Singing the Summer Blues

Imagine it is June. You finished your last exam, and school is finally over. Now you can relax, go out with your family, and maybe even spend some time with your friends.

Forget it. You have four summer packets to complete. Maybe two or three of those are for AP classes, and the other is a regular math packet. No matter what the level is, however, one thing is clear: Your summer is not free.

No one really starts the packets until two weeks, or even one week, before school starts. Let’s be real– no one really learns from summer packets because they are simply busy work for students and are completed just to get a grade. Summer packets, in their most common form, don’t benefit students at all and, rather than “re-design” them, they should just be taken away.

Even some parents agree that summer packets aren’t effective. On the website Greatschools.org, a site that examines schools, rates them, and offers parents tips on picking strong schools and school districts, parents argue that summer packets are “nothing more than bland busywork that saps the joy and spontaneity from summer.

Of the “summer slide” issue – a school of thought that feels that students lose knowledge over the summer – NoHomework.com founder Sara Benett states, “Even if there is a summer slide, I don’t think homework is the solution… students don’t have enough downtime during the school year. I think they need that freshness during summer.”

Summer packets are simply a burden that bring stress to students. Even parents notice that summer packets don’t benefit the minds of students. It is essentially busy work that ruins students’ fun with their friends and family during the summer.

Of course, others see summer packets as a necessity. Teachers argue that, throughout the summer, students begin to forget important skills that they learned in school, such as math and reading and, when they come back to school, they aren’t prepared to learn. According to “The Crush of Summer Homework,” a 2009 study from the New York Times, “There is growing concern about the summer vacation’s possible negative impact on learning. Many educators argue that children learn best when instruction is continuous. The long summer vacation disrupts the rhythm of instruction, leads to forgetting, and requires time be spent reviewing old material when students return to school in fall.”
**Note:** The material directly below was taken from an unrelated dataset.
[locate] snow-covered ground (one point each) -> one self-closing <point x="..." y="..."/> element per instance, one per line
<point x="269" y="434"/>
While this study presents a valid argument about continuous instruction, it assumes that summer is simply a passive, noninstructional period of time. Although some students don’t have the opportunity to travel and participate in summer camps, a significant number of students do participate in summer camps, travel inside or outside the country, go to museums, and participate in many other activities. Even though these activities don’t involve students in using the Pythagorean theorem or writing an essay about a book, they are still engaged in learning, a different – often more interesting and engaging– form of learning throughout the summer.
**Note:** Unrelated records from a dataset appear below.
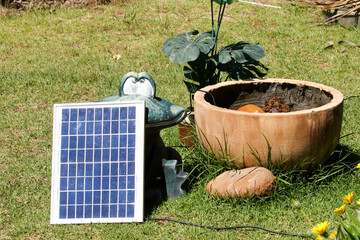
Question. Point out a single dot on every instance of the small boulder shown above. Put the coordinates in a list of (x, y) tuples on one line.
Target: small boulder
[(253, 181)]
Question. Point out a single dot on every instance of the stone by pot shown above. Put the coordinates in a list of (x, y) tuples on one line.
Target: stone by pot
[(304, 137), (254, 181)]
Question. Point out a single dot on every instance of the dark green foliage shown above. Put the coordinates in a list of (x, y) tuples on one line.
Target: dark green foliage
[(205, 63)]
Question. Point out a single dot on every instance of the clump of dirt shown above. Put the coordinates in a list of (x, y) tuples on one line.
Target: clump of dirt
[(275, 105)]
Ultimately, the cons of summer packets outweigh the pros. Students don’t want to go through the summer having more schoolwork. Summer is only two months, and those months should be filled with relaxation, not worksheets and irrelevant material. We all know that students do the work the last week of break, so it isn’t really a summer packet; it is a “let’s just finish this” packet. This approach causes students not to learn anything, except the fact that schools see summer not as a time for rest and relaxation but as a time for more stress.